Students who are in the Industrial Technology class had a wide range of reasons for participating. Hayven Hollingshead, who has always been interested in building things, says that the Industrial Technology class gives students the opportunity to gain many skills that will help thoughout their lives. Hayven is mostly interested in woodworking so a favorite project turned out to be engraving the top of a nightstand with a pheasant scene.

Mitchell Schnepf found plumbing the most challenging, but enjoyed the aspect of being able to be a leader for his team. He likes the experience of communicating with partners and teachers to solve problems.

Many students were influenced by parents and grandparents when it came to enrolling in the Industrial Technology course. Cody Simons explained his reason, “My late grandfather(Chuck Simons) is my inspiration for taking welding. He was a good welder and welded for other people in the area when he was alive. I really enjoy welding.

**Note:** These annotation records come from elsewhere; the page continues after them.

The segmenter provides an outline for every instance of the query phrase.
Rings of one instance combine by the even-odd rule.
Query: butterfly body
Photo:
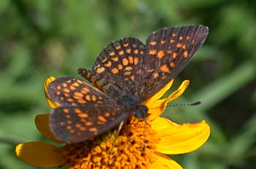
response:
[[[150,35],[146,44],[124,38],[106,46],[91,70],[49,84],[49,98],[61,106],[50,116],[53,134],[66,143],[85,141],[117,126],[129,116],[149,116],[142,102],[176,76],[204,42],[203,25],[172,27]]]

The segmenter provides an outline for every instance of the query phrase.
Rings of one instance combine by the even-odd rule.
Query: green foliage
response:
[[[34,124],[49,112],[43,82],[75,76],[103,47],[124,36],[145,42],[154,31],[203,24],[210,34],[176,84],[191,85],[169,108],[176,122],[206,119],[208,141],[199,150],[172,156],[184,168],[256,167],[255,4],[253,1],[0,1],[0,168],[34,168],[15,155],[15,145],[44,141]],[[254,94],[254,96],[253,96]]]

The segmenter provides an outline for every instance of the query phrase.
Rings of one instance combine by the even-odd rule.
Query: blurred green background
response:
[[[203,24],[204,45],[176,79],[191,84],[166,109],[178,123],[206,119],[208,142],[171,156],[184,168],[256,168],[255,4],[254,1],[0,1],[0,168],[34,168],[15,155],[18,143],[47,141],[37,114],[50,111],[49,76],[79,77],[105,45],[124,36],[145,42],[164,27]],[[175,90],[173,87],[171,90]]]

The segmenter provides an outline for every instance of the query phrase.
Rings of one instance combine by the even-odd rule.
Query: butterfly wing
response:
[[[85,141],[111,130],[130,112],[117,106],[61,106],[50,115],[50,128],[66,143]]]
[[[145,45],[136,38],[124,38],[108,44],[94,62],[92,70],[80,68],[79,73],[105,93],[113,93],[97,85],[95,79],[104,79],[121,94],[138,95]],[[98,78],[91,78],[98,76]]]
[[[91,76],[104,79],[120,93],[146,100],[173,79],[187,65],[204,42],[203,25],[172,27],[154,32],[144,45],[135,38],[124,38],[108,45],[92,67],[79,70],[97,85]]]
[[[46,89],[48,97],[61,106],[92,106],[93,105],[114,105],[110,98],[99,90],[75,77],[57,78]]]
[[[173,27],[154,32],[146,41],[141,95],[148,98],[176,77],[205,42],[204,25]]]
[[[84,141],[103,133],[130,114],[113,98],[74,77],[55,79],[46,93],[59,105],[50,115],[50,128],[66,143]]]

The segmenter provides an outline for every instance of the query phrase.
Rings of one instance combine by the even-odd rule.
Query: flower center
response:
[[[75,168],[148,168],[159,140],[146,122],[131,116],[119,134],[112,130],[91,140],[62,147],[64,164]]]

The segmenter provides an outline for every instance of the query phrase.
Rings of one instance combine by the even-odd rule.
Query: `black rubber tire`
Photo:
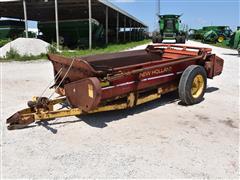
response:
[[[204,87],[201,94],[197,98],[194,98],[192,96],[191,89],[192,89],[193,80],[197,75],[202,75],[204,80]],[[186,105],[197,104],[203,100],[206,87],[207,87],[207,74],[205,69],[199,65],[191,65],[187,69],[185,69],[185,71],[181,76],[181,79],[178,85],[179,98],[182,101],[182,103]]]

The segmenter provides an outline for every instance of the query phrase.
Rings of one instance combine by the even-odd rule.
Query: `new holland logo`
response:
[[[169,73],[172,72],[172,67],[164,67],[164,68],[158,68],[158,69],[154,69],[151,71],[145,71],[139,74],[140,78],[147,78],[147,77],[152,77],[152,76],[157,76],[160,74],[164,74],[164,73]]]

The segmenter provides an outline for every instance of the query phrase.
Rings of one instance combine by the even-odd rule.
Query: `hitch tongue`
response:
[[[7,119],[8,130],[20,129],[35,122],[33,114],[22,115],[21,112],[17,112]]]

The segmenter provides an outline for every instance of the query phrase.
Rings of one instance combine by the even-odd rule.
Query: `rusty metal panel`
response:
[[[87,112],[96,108],[100,103],[101,85],[95,77],[69,83],[64,89],[67,100],[74,108]]]

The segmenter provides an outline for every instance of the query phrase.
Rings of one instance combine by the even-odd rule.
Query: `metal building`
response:
[[[59,20],[89,19],[89,48],[92,48],[91,19],[105,26],[105,42],[109,41],[109,30],[114,30],[115,41],[119,41],[119,31],[123,29],[124,41],[131,41],[147,29],[142,21],[121,10],[107,0],[0,0],[0,17],[23,19],[26,37],[28,20],[56,21],[56,40],[59,47]],[[126,29],[129,30],[128,36]]]

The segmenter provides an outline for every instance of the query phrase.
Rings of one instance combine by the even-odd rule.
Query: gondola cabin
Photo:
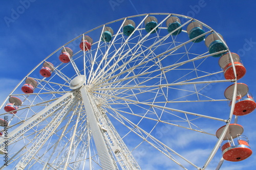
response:
[[[123,25],[123,33],[126,36],[130,36],[135,29],[135,22],[132,20],[127,19]]]
[[[59,56],[59,59],[64,63],[67,63],[70,61],[70,58],[73,55],[73,51],[69,47],[63,47],[61,50],[61,53]]]
[[[220,34],[212,33],[208,35],[205,38],[205,45],[208,48],[208,51],[210,54],[219,52],[227,50],[227,47],[222,42],[223,37]],[[215,54],[212,57],[219,57],[226,53],[226,52]]]
[[[234,84],[232,84],[226,89],[224,94],[226,98],[232,100]],[[256,103],[252,96],[248,93],[249,88],[244,83],[238,83],[237,97],[233,114],[236,116],[247,115],[256,108]],[[232,101],[229,105],[231,106]]]
[[[91,50],[92,44],[93,43],[93,39],[88,35],[84,35],[82,37],[81,43],[80,43],[80,48],[83,51],[87,51]]]
[[[148,16],[145,19],[144,23],[145,23],[145,30],[148,33],[153,30],[151,34],[155,33],[158,30],[157,26],[157,19],[154,16]]]
[[[216,132],[216,136],[220,137],[225,126],[219,129]],[[221,147],[222,157],[224,160],[232,162],[240,161],[244,160],[252,154],[249,145],[249,140],[246,136],[242,135],[244,132],[242,126],[233,124],[230,124],[228,131],[223,140],[224,144]],[[237,141],[233,139],[237,138]]]
[[[42,68],[40,70],[40,75],[44,77],[51,77],[53,70],[53,65],[49,62],[45,62],[43,64]]]
[[[234,79],[236,77],[230,57],[234,63],[237,80],[239,80],[245,75],[246,69],[242,63],[238,55],[233,53],[224,54],[219,60],[219,65],[223,69],[224,77],[226,79]]]
[[[104,32],[101,36],[101,41],[105,42],[110,42],[112,39],[112,35],[114,34],[113,29],[109,27],[104,28]]]
[[[205,32],[203,30],[202,25],[197,21],[193,21],[187,26],[187,33],[190,39],[198,37],[193,41],[194,42],[200,42],[205,37],[205,35],[201,36]]]
[[[26,79],[26,84],[22,87],[22,90],[25,93],[33,93],[34,89],[37,85],[37,82],[31,78]]]
[[[181,26],[181,24],[180,23],[180,19],[176,16],[171,16],[167,19],[166,20],[166,26],[168,32],[169,33],[172,33],[172,35],[177,35],[182,31],[181,27],[177,29]]]
[[[15,96],[11,96],[9,98],[9,102],[6,104],[4,109],[7,112],[10,112],[17,110],[19,108],[19,106],[22,104],[22,101],[18,98]],[[10,113],[16,114],[17,111],[14,111]]]

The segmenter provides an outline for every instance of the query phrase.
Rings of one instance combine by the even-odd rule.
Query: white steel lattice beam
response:
[[[93,107],[95,107],[96,104],[90,98],[86,87],[82,86],[80,91],[102,169],[104,170],[118,169],[111,150],[104,138],[102,130],[99,127],[98,121],[93,111]]]
[[[123,170],[141,169],[119,134],[117,133],[108,116],[102,109],[98,108],[97,116],[101,128],[106,129],[104,133],[116,159]]]

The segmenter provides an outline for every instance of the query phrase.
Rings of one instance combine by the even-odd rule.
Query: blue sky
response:
[[[246,68],[246,75],[239,82],[246,84],[256,96],[255,5],[252,1],[231,0],[5,1],[0,11],[0,103],[37,63],[78,35],[120,18],[157,12],[194,17],[222,34]],[[240,118],[239,123],[256,153],[254,118],[255,113],[252,113]],[[239,162],[225,161],[222,169],[252,169],[256,167],[253,163],[255,159],[253,155]]]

It's a skill that many people don't know have. I have really enjoyed learning it and it's something I will use my entire life.”

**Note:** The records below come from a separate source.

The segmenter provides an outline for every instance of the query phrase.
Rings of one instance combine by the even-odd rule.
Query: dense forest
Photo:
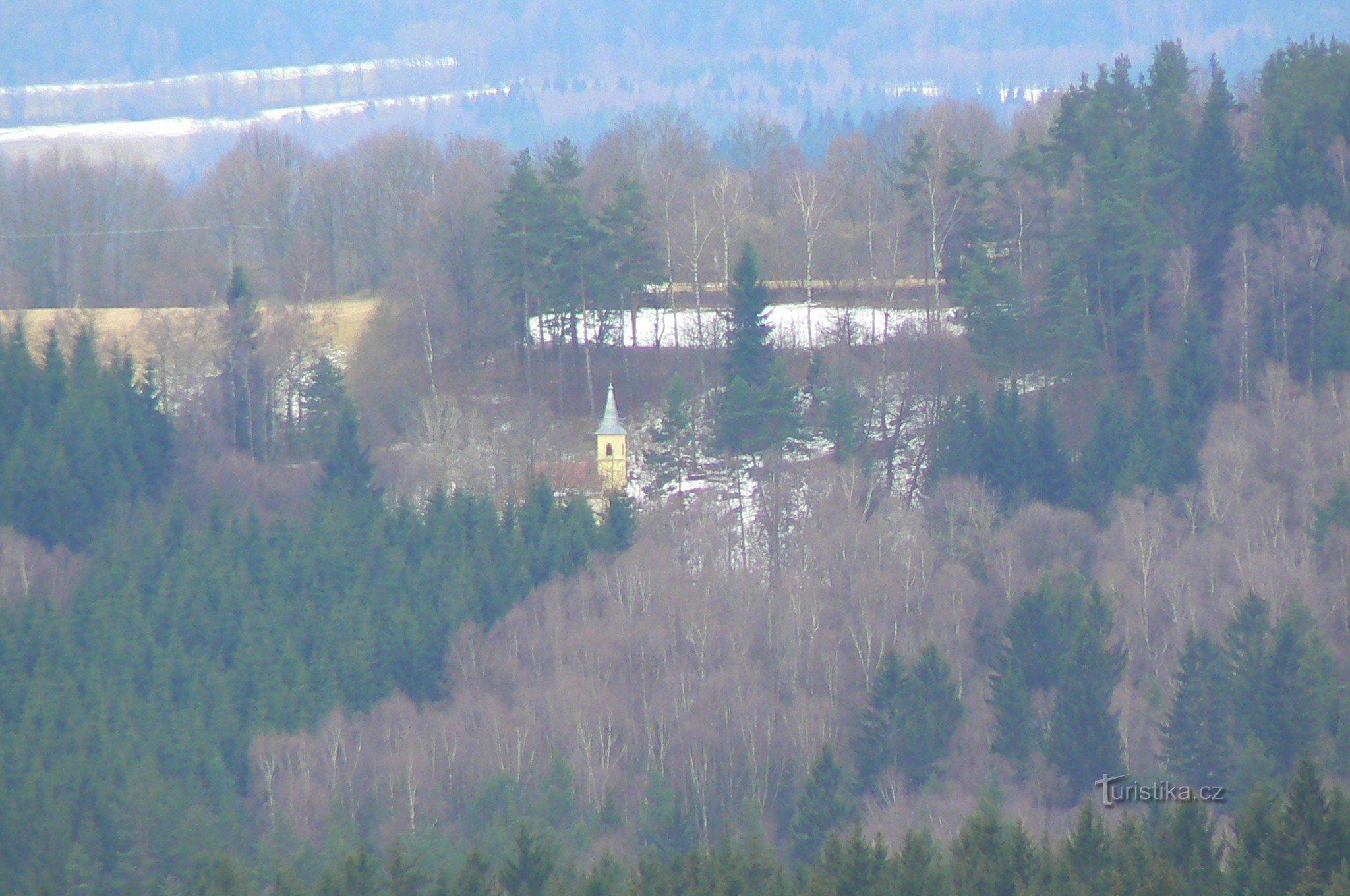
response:
[[[1350,50],[1243,84],[8,166],[193,308],[0,345],[0,887],[1343,892]]]

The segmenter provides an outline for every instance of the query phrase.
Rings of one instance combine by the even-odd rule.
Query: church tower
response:
[[[618,422],[613,382],[605,399],[605,418],[595,429],[595,471],[603,491],[621,493],[628,487],[628,430]]]

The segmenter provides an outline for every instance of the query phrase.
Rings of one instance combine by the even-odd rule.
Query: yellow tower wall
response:
[[[601,488],[624,491],[628,488],[628,436],[595,436],[595,468]]]

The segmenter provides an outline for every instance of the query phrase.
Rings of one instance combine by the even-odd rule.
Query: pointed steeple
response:
[[[626,436],[628,430],[618,422],[618,405],[614,403],[614,381],[609,381],[609,397],[605,399],[605,417],[599,421],[597,436]]]

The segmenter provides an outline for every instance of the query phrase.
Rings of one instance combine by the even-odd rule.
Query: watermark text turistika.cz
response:
[[[1214,784],[1191,787],[1172,781],[1153,784],[1123,783],[1126,775],[1103,775],[1092,783],[1102,791],[1102,806],[1111,808],[1116,803],[1226,803],[1228,788]]]

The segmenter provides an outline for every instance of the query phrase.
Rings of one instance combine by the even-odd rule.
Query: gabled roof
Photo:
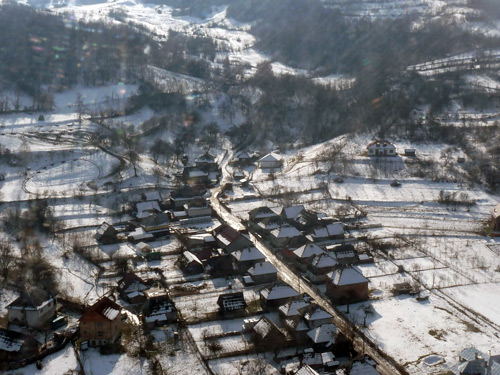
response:
[[[136,207],[138,218],[144,218],[154,212],[161,212],[157,201],[139,202]]]
[[[332,315],[323,310],[320,306],[314,306],[310,311],[304,314],[304,319],[310,322],[329,318],[332,318]]]
[[[283,209],[281,210],[281,215],[286,219],[293,220],[304,210],[305,208],[302,204],[297,206],[283,207]]]
[[[248,270],[251,276],[270,275],[278,273],[276,267],[269,262],[260,262]]]
[[[495,208],[493,209],[493,211],[491,212],[491,215],[494,217],[494,218],[497,218],[497,217],[500,217],[500,203],[497,204],[495,206]]]
[[[144,280],[133,272],[127,273],[118,281],[118,288],[124,292],[143,291],[149,289]]]
[[[257,261],[257,260],[264,260],[266,257],[264,254],[262,254],[259,249],[256,247],[247,247],[242,250],[237,250],[231,255],[236,258],[238,262],[247,262],[247,261]]]
[[[307,332],[307,336],[313,340],[315,344],[334,343],[337,338],[337,326],[333,323],[327,323],[314,328]]]
[[[302,235],[297,228],[290,225],[283,225],[280,228],[276,228],[271,231],[271,234],[276,238],[293,238]]]
[[[310,305],[309,302],[306,302],[303,299],[298,299],[295,301],[287,302],[284,305],[281,305],[279,307],[279,311],[284,316],[297,316],[297,315],[300,315],[301,309],[303,309],[304,307],[307,307],[309,305]]]
[[[182,255],[184,256],[184,258],[186,258],[188,263],[194,262],[194,263],[198,263],[199,265],[203,266],[203,263],[201,262],[201,260],[196,255],[194,255],[192,252],[186,250],[182,253]]]
[[[338,269],[328,274],[328,277],[332,280],[332,283],[337,286],[342,285],[354,285],[367,283],[368,279],[364,277],[359,271],[356,271],[352,267],[346,267],[344,269]]]
[[[338,265],[337,261],[327,253],[316,255],[311,262],[314,268],[335,267],[336,265]]]
[[[366,148],[371,148],[372,146],[375,147],[382,147],[382,148],[396,148],[391,142],[385,139],[379,139],[376,141],[373,141],[366,146]]]
[[[313,370],[309,365],[302,365],[294,375],[319,375],[319,372]]]
[[[270,321],[265,315],[262,316],[259,321],[253,326],[253,330],[257,333],[261,339],[267,337],[276,338],[277,336],[284,336],[283,332]]]
[[[203,155],[201,155],[200,157],[198,157],[195,161],[195,163],[208,163],[208,164],[216,164],[215,163],[215,157],[210,155],[207,152],[205,152]]]
[[[144,195],[146,196],[146,201],[161,201],[161,196],[159,191],[149,191]]]
[[[32,287],[21,292],[21,295],[9,305],[7,305],[7,308],[35,310],[52,299],[52,295],[46,290]]]
[[[352,364],[350,375],[380,375],[380,373],[368,363],[356,361]]]
[[[280,161],[282,159],[281,155],[275,153],[275,152],[270,152],[267,155],[264,155],[262,158],[259,159],[260,162],[266,162],[266,161]]]
[[[308,243],[294,250],[293,253],[298,258],[305,259],[305,258],[310,258],[312,256],[321,255],[324,253],[324,251],[321,247],[319,247],[315,243]]]
[[[271,287],[271,289],[265,288],[261,290],[260,294],[268,301],[288,297],[297,297],[299,295],[299,293],[297,293],[291,286],[286,284],[275,284]]]
[[[83,314],[80,320],[85,320],[85,318],[92,314],[98,314],[103,318],[113,321],[120,315],[121,307],[115,302],[111,301],[108,297],[103,297],[92,306],[90,306]]]
[[[244,310],[247,307],[243,292],[221,294],[217,299],[217,304],[224,311]]]

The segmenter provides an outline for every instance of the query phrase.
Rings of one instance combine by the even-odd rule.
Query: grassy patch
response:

Dawson Pick also found welding to be his favorite, as did Kaden Galles, who would like to become a John Deere technician.

Keaton Weiler would like to become a mechanical engineer, so the design and engineering thought processes interested him. He liked having to “think your way through a problem, especially to help others.”

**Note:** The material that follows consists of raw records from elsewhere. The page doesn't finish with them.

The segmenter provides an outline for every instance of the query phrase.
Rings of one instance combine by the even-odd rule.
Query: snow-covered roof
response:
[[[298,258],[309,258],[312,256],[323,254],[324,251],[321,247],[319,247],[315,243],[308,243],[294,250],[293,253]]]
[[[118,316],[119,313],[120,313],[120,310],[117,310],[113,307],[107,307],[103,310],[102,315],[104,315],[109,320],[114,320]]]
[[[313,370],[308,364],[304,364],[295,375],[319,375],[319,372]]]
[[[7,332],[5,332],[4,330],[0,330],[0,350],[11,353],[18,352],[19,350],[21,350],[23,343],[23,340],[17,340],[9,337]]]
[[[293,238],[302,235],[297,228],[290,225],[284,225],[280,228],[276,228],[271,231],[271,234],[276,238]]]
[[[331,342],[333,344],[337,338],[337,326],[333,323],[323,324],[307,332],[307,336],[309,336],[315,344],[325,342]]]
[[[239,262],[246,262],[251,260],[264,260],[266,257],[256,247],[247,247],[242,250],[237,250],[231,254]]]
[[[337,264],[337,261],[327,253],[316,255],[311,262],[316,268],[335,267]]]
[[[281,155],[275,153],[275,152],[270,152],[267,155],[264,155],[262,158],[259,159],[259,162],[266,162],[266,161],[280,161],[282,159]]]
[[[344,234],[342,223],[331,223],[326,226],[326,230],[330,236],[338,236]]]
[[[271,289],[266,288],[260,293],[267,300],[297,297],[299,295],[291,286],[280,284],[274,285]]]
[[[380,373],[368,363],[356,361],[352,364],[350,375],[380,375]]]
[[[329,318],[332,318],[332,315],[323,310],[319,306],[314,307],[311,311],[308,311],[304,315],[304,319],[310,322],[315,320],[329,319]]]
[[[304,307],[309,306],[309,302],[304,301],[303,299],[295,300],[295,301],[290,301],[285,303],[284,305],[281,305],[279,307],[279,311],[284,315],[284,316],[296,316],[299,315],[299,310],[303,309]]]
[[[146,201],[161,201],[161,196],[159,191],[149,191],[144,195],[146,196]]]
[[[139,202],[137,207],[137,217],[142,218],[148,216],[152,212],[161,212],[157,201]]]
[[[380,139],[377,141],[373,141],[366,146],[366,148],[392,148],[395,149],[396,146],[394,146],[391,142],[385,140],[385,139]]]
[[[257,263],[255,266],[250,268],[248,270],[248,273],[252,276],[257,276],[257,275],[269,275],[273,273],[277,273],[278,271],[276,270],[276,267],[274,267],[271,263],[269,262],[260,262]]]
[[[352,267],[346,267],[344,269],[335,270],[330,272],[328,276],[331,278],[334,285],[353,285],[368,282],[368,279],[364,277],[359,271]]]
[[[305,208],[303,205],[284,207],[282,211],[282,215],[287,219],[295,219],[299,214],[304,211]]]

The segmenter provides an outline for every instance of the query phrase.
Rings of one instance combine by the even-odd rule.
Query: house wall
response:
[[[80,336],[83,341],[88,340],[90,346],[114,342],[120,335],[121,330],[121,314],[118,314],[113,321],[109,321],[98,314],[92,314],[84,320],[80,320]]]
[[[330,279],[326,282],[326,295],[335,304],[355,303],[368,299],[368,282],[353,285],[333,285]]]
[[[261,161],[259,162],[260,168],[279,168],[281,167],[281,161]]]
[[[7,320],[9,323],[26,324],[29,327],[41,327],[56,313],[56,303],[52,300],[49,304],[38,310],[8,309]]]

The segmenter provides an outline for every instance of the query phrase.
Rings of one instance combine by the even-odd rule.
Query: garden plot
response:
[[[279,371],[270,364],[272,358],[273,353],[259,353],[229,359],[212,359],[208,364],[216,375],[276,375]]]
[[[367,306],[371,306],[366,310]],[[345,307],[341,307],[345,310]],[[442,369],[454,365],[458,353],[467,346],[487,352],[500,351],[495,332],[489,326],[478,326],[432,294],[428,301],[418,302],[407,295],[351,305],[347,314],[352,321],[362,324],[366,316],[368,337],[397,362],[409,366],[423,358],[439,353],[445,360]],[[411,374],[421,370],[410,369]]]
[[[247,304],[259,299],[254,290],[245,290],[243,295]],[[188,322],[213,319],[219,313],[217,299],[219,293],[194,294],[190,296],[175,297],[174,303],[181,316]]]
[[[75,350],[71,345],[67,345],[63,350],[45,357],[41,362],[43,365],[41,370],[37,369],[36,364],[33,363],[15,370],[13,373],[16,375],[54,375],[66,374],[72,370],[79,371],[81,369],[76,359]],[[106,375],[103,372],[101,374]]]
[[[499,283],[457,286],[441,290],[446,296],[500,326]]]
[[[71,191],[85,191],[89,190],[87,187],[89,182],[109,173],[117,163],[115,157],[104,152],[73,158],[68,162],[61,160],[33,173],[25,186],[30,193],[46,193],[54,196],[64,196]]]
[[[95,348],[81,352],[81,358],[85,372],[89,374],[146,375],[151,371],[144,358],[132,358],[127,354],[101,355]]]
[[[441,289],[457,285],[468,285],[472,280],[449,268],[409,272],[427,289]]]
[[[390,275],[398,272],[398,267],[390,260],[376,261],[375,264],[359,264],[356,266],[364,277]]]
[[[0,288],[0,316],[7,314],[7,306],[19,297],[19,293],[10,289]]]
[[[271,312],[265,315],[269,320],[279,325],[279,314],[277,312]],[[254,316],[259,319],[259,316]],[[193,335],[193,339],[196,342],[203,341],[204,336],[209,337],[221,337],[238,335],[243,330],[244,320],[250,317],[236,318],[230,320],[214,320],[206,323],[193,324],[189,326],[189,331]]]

And the class is not just a “guy thing.” Elizabeth Pederson is interested in architecture design. “I am having a lot of fun working on my own custom house,” she explained. Her favorite project was making a dining room table.

A favorite project of many students was helping to build an 8’x12’ garage. Design, framing, and flooring were the most interesting to many students, but there were many challenges to this project. While Carson Loutsch mentioned reading plans, Joshua Wetter brought up how things didn’t always work as originally planned. Sheet-rocking around a weird window was what Owen Alesch remembered.

Many of the students expressed an interest in entering the Industrial Technology fields after finishing high school, which is part of what SkillsUSA is all about.

SkillsUSA is a partnership of students, teachers and industry working together to ensure America has a skilled workforce. They help each student excel. As nonprofit national education association, SkillsUSA serves middle-school, high-school and college/postsecondary students preparing for careers in trade, technical and skilled service occupations.

SkillsUSA mission is to empower its members to become world-class workers, leaders and responsible American citizens. They improve the quality of our nation’s future skilled workforce through the development of SkillsUSA Framework skills that include personal, workplace and technical skills grounded in academics.

Their vision is to produce the most highly skilled workforce in the world, providing every member the opportunity for career success. SkillsUSA serves more than 333,527 students and instructors annually. This includes 19,019 instructors who join as professional members. Including alumni, SkillsUSA membership totals over 394,000. SkillsUSA has served nearly 14 million annual members cumulatively since 1965 and is recognized by the U.S. Department of Education and the U.S. Department of Labor as a successful model of employer-driven workforce development.